Perhaps the most damning charge is that the three-person panel, which claimed it had spent hundreds of hours investigating the allegations, interviewed only two people in its inquiry, neither of whom had any direct knowledge of the e-mails or Mann's work. Moreover, the panel didn't ask Mann for any documents to support his work or to confirm the charges, according to Steve McIntyre, a climate scientist who has questioned many of Mann's findings. "They only looked at what was public," he wrote on his blog Climate Audit.

In effect, he said, the inquiry board failed to inquire.

On the campus at Penn State, the panel's findings continue to cause controversy. Young Americans for Freedom has launched a petition drive to reopen the investigation, this time by an independent body. The conservative student group said that the panel's findings "read more like a letter of recommendation" than an investigative report. The group also pointed out that Penn didn't look at the Wegman report, a congressional sponsored panel that looked into Mann's work in 2006 and criticized much of his research.

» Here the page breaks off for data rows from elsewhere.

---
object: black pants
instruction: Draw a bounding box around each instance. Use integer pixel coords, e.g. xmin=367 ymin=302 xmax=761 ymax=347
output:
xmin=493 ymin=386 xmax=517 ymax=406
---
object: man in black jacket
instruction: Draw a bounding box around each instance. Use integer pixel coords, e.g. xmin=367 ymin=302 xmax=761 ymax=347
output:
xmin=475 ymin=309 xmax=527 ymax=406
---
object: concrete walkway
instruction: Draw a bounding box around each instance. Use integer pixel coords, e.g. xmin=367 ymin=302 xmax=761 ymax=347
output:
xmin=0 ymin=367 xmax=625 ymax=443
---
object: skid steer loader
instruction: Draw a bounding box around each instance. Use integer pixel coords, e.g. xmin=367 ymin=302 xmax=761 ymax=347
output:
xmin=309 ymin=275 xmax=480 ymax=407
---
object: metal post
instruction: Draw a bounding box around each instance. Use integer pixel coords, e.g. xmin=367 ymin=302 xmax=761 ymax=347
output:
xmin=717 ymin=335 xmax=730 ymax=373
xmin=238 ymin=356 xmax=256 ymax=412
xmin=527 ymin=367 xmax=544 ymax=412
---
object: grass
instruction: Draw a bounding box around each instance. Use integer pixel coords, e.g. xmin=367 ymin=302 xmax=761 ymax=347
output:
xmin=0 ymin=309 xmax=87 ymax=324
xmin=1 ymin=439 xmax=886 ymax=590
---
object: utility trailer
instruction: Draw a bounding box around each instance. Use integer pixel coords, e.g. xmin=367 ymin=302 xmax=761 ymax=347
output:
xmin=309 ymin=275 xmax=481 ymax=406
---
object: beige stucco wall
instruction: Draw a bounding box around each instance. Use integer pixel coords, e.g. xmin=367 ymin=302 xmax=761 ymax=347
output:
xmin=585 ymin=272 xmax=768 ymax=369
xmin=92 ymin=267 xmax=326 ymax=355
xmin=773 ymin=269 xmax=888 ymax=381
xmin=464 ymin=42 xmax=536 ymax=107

Documents sent to Fox by insiders at the National Science Foundation's Inspectors Office indicate that the office is also concerned about the Penn State inquiry and is looking to review the investigation. While reviews are rare, they do occasionally happen. No one in the office would speak on the record, but we were referred to a recent report to Congress that spells out the agency's power to intervene:

Although A-133 does not require NSF to take action on systemic findings when another agency is the cognizant or oversight agency for audit, we believed it prudent to bring these issues to the attention of NSF official.

In other words, once the Penn State inquiry is over, the inspector general will likely step in. And if it does, it will be the first time that climate studies here will be scrutinized by an independent government organization with the skill and tools to investigate effectively.